I'm up for a new laptop in a year or so, and I'll very much be seeing what
Win10 will be doing. Only MS seems to have a vision of a all-in-one device.
Some of the Yoga-style Win8 machines are interesting and tempting, but I still
think they're too thick and the price point isn't terribly appealing. To be
fair, there are Yoga-style Dell inspirons at very cheap price points. My wife
is interested in an 11" or 12" $349 one that folds back into a tablet form-
factor with a touch-screen. Performance wasn't hot but I was pretty impressed
that these kinds of things aren't $899 anymore.

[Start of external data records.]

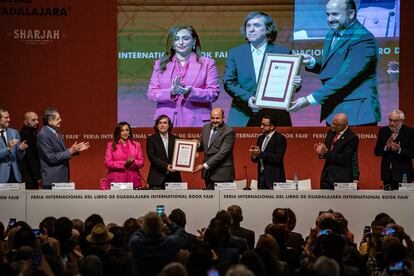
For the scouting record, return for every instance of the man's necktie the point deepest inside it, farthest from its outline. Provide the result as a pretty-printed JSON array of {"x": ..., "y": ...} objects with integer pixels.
[
  {"x": 3, "y": 137},
  {"x": 212, "y": 136}
]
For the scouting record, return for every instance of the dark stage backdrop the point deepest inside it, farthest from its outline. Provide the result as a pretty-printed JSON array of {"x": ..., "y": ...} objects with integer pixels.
[{"x": 64, "y": 54}]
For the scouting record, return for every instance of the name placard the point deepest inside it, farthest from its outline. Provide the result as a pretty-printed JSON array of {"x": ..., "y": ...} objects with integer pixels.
[
  {"x": 9, "y": 186},
  {"x": 285, "y": 186},
  {"x": 225, "y": 186},
  {"x": 176, "y": 186},
  {"x": 406, "y": 187},
  {"x": 122, "y": 186},
  {"x": 345, "y": 186},
  {"x": 63, "y": 186}
]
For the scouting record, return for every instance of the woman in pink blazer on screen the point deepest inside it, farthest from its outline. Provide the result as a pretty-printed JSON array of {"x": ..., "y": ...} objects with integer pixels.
[
  {"x": 184, "y": 84},
  {"x": 123, "y": 158}
]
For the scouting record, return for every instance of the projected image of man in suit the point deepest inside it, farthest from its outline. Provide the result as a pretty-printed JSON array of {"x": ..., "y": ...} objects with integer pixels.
[
  {"x": 243, "y": 69},
  {"x": 348, "y": 69}
]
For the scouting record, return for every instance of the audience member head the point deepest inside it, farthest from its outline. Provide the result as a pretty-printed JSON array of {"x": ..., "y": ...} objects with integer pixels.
[
  {"x": 152, "y": 224},
  {"x": 279, "y": 216},
  {"x": 99, "y": 235},
  {"x": 200, "y": 259},
  {"x": 91, "y": 266},
  {"x": 254, "y": 262},
  {"x": 325, "y": 266},
  {"x": 236, "y": 214},
  {"x": 173, "y": 269},
  {"x": 24, "y": 237},
  {"x": 291, "y": 219},
  {"x": 178, "y": 217},
  {"x": 119, "y": 239},
  {"x": 78, "y": 224},
  {"x": 239, "y": 270},
  {"x": 130, "y": 225},
  {"x": 225, "y": 217},
  {"x": 48, "y": 223},
  {"x": 268, "y": 242},
  {"x": 280, "y": 233},
  {"x": 91, "y": 221}
]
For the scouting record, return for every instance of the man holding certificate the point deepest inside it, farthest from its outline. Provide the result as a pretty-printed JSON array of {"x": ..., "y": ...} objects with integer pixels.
[
  {"x": 160, "y": 148},
  {"x": 217, "y": 142},
  {"x": 242, "y": 71}
]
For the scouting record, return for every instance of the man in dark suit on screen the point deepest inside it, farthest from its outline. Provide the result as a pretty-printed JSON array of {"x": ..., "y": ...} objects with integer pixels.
[
  {"x": 160, "y": 147},
  {"x": 338, "y": 150},
  {"x": 53, "y": 154},
  {"x": 243, "y": 69},
  {"x": 217, "y": 142},
  {"x": 395, "y": 144},
  {"x": 30, "y": 164},
  {"x": 348, "y": 69},
  {"x": 268, "y": 153}
]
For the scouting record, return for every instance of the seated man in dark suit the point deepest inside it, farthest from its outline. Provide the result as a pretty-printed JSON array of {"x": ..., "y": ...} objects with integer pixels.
[
  {"x": 237, "y": 216},
  {"x": 395, "y": 144},
  {"x": 53, "y": 154},
  {"x": 160, "y": 147},
  {"x": 338, "y": 150}
]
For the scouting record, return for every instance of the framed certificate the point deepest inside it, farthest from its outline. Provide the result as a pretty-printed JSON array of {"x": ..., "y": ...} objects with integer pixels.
[
  {"x": 275, "y": 87},
  {"x": 184, "y": 155}
]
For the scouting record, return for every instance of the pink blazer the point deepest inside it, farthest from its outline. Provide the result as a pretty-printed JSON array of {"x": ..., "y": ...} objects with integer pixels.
[
  {"x": 115, "y": 160},
  {"x": 193, "y": 109}
]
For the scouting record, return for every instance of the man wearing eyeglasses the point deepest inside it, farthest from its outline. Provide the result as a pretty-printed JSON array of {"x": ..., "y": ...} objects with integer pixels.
[
  {"x": 395, "y": 144},
  {"x": 268, "y": 153},
  {"x": 338, "y": 150}
]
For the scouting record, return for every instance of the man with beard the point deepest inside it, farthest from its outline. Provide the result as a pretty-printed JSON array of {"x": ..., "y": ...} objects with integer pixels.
[
  {"x": 395, "y": 144},
  {"x": 30, "y": 164},
  {"x": 217, "y": 142}
]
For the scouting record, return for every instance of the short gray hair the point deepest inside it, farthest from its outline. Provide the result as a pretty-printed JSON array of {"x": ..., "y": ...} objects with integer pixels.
[{"x": 49, "y": 114}]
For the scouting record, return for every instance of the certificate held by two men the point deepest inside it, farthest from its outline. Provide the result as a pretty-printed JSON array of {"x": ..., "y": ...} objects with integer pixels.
[
  {"x": 184, "y": 155},
  {"x": 275, "y": 88}
]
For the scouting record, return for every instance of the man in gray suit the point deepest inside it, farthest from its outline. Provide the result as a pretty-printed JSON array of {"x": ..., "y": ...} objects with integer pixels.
[
  {"x": 11, "y": 150},
  {"x": 53, "y": 154},
  {"x": 217, "y": 141}
]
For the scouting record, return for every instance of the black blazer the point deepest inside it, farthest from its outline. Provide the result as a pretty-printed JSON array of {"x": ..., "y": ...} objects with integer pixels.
[
  {"x": 272, "y": 156},
  {"x": 30, "y": 164},
  {"x": 401, "y": 162},
  {"x": 157, "y": 156},
  {"x": 338, "y": 159}
]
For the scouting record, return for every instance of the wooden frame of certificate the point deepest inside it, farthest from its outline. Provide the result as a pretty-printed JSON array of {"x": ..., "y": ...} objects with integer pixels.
[
  {"x": 184, "y": 155},
  {"x": 275, "y": 87}
]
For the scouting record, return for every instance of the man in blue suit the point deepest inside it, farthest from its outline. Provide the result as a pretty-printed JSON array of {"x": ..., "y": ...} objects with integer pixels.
[
  {"x": 348, "y": 69},
  {"x": 11, "y": 150},
  {"x": 243, "y": 68},
  {"x": 53, "y": 154}
]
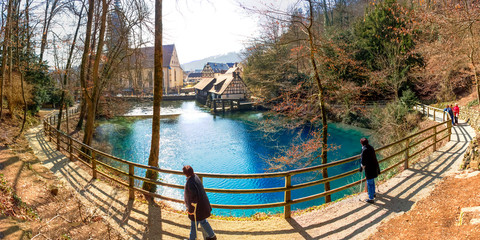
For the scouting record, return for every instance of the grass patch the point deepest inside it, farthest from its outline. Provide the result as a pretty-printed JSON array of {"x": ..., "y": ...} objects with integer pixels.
[{"x": 12, "y": 205}]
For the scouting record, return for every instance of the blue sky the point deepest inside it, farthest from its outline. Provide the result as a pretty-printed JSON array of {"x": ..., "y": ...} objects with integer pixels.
[{"x": 203, "y": 28}]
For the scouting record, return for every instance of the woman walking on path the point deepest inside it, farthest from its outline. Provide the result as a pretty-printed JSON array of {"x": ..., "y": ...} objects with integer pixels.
[
  {"x": 197, "y": 203},
  {"x": 456, "y": 112},
  {"x": 450, "y": 113},
  {"x": 369, "y": 162}
]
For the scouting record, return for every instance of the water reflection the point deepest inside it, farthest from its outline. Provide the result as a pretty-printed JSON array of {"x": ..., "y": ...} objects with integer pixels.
[{"x": 229, "y": 143}]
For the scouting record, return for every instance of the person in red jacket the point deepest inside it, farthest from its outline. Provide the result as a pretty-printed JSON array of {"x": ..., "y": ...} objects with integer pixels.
[{"x": 456, "y": 112}]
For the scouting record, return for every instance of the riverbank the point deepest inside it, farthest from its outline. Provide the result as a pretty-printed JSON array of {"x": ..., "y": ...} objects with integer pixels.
[
  {"x": 349, "y": 218},
  {"x": 34, "y": 203}
]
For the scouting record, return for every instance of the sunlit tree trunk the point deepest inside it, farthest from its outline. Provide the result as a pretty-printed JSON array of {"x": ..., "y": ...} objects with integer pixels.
[
  {"x": 93, "y": 99},
  {"x": 157, "y": 99},
  {"x": 67, "y": 70},
  {"x": 4, "y": 54},
  {"x": 321, "y": 98},
  {"x": 85, "y": 63}
]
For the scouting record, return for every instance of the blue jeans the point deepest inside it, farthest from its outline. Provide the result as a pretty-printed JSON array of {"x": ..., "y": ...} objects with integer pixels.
[
  {"x": 205, "y": 226},
  {"x": 371, "y": 188}
]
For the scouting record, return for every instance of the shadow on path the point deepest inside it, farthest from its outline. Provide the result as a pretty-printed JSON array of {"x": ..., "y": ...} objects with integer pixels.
[{"x": 347, "y": 219}]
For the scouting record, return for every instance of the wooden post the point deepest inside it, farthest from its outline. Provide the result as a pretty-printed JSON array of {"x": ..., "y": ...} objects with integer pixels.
[
  {"x": 70, "y": 148},
  {"x": 49, "y": 133},
  {"x": 58, "y": 140},
  {"x": 449, "y": 125},
  {"x": 94, "y": 166},
  {"x": 287, "y": 210},
  {"x": 131, "y": 172},
  {"x": 407, "y": 148}
]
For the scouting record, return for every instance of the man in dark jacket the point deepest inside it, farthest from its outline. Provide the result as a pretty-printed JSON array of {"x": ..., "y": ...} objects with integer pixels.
[
  {"x": 369, "y": 162},
  {"x": 195, "y": 195}
]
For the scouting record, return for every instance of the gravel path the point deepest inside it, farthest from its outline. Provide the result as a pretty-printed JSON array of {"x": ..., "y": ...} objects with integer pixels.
[{"x": 347, "y": 219}]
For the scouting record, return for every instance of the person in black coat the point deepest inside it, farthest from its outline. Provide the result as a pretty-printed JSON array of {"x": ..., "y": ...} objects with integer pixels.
[
  {"x": 369, "y": 162},
  {"x": 195, "y": 194}
]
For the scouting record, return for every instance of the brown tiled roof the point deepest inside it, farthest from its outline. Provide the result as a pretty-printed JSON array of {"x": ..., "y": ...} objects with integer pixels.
[
  {"x": 203, "y": 83},
  {"x": 225, "y": 80}
]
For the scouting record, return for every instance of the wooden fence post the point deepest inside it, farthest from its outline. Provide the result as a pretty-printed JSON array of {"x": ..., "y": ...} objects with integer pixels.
[
  {"x": 449, "y": 125},
  {"x": 49, "y": 133},
  {"x": 131, "y": 172},
  {"x": 287, "y": 210},
  {"x": 58, "y": 140},
  {"x": 94, "y": 165},
  {"x": 407, "y": 148},
  {"x": 70, "y": 148}
]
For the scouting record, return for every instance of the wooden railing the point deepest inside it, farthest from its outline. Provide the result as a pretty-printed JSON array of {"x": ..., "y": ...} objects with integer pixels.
[{"x": 394, "y": 155}]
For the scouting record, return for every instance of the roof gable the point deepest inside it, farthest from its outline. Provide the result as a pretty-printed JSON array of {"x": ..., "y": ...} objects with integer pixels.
[{"x": 146, "y": 56}]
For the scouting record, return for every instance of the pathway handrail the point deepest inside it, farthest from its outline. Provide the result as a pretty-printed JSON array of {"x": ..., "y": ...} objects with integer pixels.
[{"x": 89, "y": 156}]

I also have no idea what is going on in the mobile space right now. My N5 can
barely handle Android 5 and the iPhones I've played with are not much better.
My old ipad 3 can barely run iOS8 and Apple does not allow me to go back to 7.
The specs on these devices are at the point where they exceed computers
running XP and Office not too long ago. There's something very wrong with
mobile today. The bloat is here to stay and Google and Apple just seem to be
re-inventing PCs, but in the worst way imaginable - tacking on random crap
every update and throwing more and more handware at the problem.

I'm more than willing to forgive a lot of the Win8 missteps if Win10 is good
out of the gate. Especially if MS finally gets its security act together. I
still dont understand why in this day and age my email or browser will deliver
an unsigned exe to me, at least without explicitly allowing that. Or why my
internet-facing apps aren't strictly sandboxed. Or why there isn't a built-in
IPS system that can stop attacks as patches are pending.

>RMS's stance on proprietary software.

I think its unfair to peg this as a FOSS vs proprietary battle, especially
considering AOSP is open source. I think the chasing of the mighty mobile buck
is sending these systems into the toilet. When your main motivator is pushing
out viral apps to low information and low attention users, then the product
will of course be sub-par. MS has the incentive to produce a ecosystem that is
more based on production than consumption and that's why I think they'll win
in the end. Consumption devices really won't satifsy my use cases. Its a real
shame Shuttleworth has moved towards the consumption model.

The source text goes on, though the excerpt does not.